Je partis dans un centre de convalescence situé près de Chartres, mais demandais rapidement ma sortie : le traitement anticoagulant par voie orale pouvait sans danger être poursuivi chez moi.


Ma femme avait trouvé un logement de plain-pied ma maison et mon cabinet étant occupé par mon remplaçant, je rentrais à Beaune pour m'apercevoir que, dans ce pays réputé pour sa platitude, il existait en fait des côtes que je gravissais lentement, soutenu par un bras charitable. Où était donc passé le "petit médecin qui court toujours" comme on m'avait surnommé ?


Et puis, ce fut la recherche d'un poste compatible avec mes nouvelles possibilités physiques. Voyage à Paris, courriers de toutes sortes... je commençais à désespérer quand, un jour, je reçus une lettre d'un ancien camarade de l'Ecole du Service de Santé militaire, reconverti à une activité civile neuropsychiatre dans une clinique privée spécialisée me proposant un poste de médecin généraliste "résident" près de Chalon sur Saône.


Voyage rapide aller et retour et la chose fut faite. En novembre 1968 je pris mes fonctions, collaborant avec trois psychiatres fort heureux de se décharger de toute la partie purement somatique de cette médecine spécialisée et, je pense, enchantés de pouvoir compter sur moi.


Pendant dix ans, j'ai fait tout ce que j'ai pu pour mériter la confiance de mes psychiatres devenus mes amis, et faire mon devoir de médecin pour des malades qui n'étaient pas tout à fait les miens, mais un peu quand même grâce à la compréhension de mes confrères.


Et puis un jour, j'ai demandé ma mise en "préretraite". J'allais enfin être libre !


J'avais fait construire, dans un petit village du Loiret, une maison qui me rapprochait de mes enfants. Ma femme et moi en avions fait les plans, un bureau d'étude en assurant la réalisation. Nous étions enfin comblés !


Désenchantement rapide, quelques jours plus tard. La maison était bien finie, mais surtout mal finie. Nous apprenons alors que le "bureau d'étude" avait quelques ennuis avec la justice, puis avait été mis en faillite frauduleuse, la directrice inculpée, puis condamnée à une peine de prison...

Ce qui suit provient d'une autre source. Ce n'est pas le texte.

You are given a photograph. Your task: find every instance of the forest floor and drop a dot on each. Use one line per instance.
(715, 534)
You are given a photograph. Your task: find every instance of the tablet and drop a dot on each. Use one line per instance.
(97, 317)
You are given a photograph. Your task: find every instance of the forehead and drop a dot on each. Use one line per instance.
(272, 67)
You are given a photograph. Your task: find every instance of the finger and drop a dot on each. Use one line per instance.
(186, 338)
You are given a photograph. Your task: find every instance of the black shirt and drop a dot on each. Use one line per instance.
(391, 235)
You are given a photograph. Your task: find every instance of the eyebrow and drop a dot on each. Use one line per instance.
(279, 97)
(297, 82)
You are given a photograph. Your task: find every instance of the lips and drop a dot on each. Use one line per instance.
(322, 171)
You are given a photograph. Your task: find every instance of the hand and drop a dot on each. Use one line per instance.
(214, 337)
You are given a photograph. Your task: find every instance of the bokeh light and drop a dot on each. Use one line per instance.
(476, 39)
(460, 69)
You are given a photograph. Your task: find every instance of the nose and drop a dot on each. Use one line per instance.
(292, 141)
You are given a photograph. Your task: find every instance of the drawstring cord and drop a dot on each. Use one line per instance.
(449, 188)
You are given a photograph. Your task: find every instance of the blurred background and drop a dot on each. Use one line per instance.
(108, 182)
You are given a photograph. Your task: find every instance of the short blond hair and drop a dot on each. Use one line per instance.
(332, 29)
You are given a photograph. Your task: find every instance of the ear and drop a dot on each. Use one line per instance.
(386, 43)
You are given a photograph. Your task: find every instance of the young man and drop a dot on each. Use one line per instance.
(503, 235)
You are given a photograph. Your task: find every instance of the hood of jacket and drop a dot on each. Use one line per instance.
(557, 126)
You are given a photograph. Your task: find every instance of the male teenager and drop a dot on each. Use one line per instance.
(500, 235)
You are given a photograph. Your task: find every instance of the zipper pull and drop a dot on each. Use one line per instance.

Nous avions une "assurance décennale" qui s'avère bientôt n'être qu'une assurance "accidents pour la durée des travaux" : une escroquerie de plus ! Mais, compte tenu de l'importance relative des travaux, comparée aux demandes des plaignants prioritaires, nous avons fait faire les réparations à nos frais, n'osant porter plainte avec constitution de partie civile, ce qui sous-entendait des frais de justice sans commune mesure avec le montant des réparations. Nous les avons donc assumées, au plus juste prix, et maintenant, notre maison est là, en pleine campagne, chaude et discrète à la fois, retirée mais accueillante à qui le demande. Enfin, le havre de paix.


"Les gens heureux n'ont pas d'histoire"... et c'est ainsi que la mienne se termine.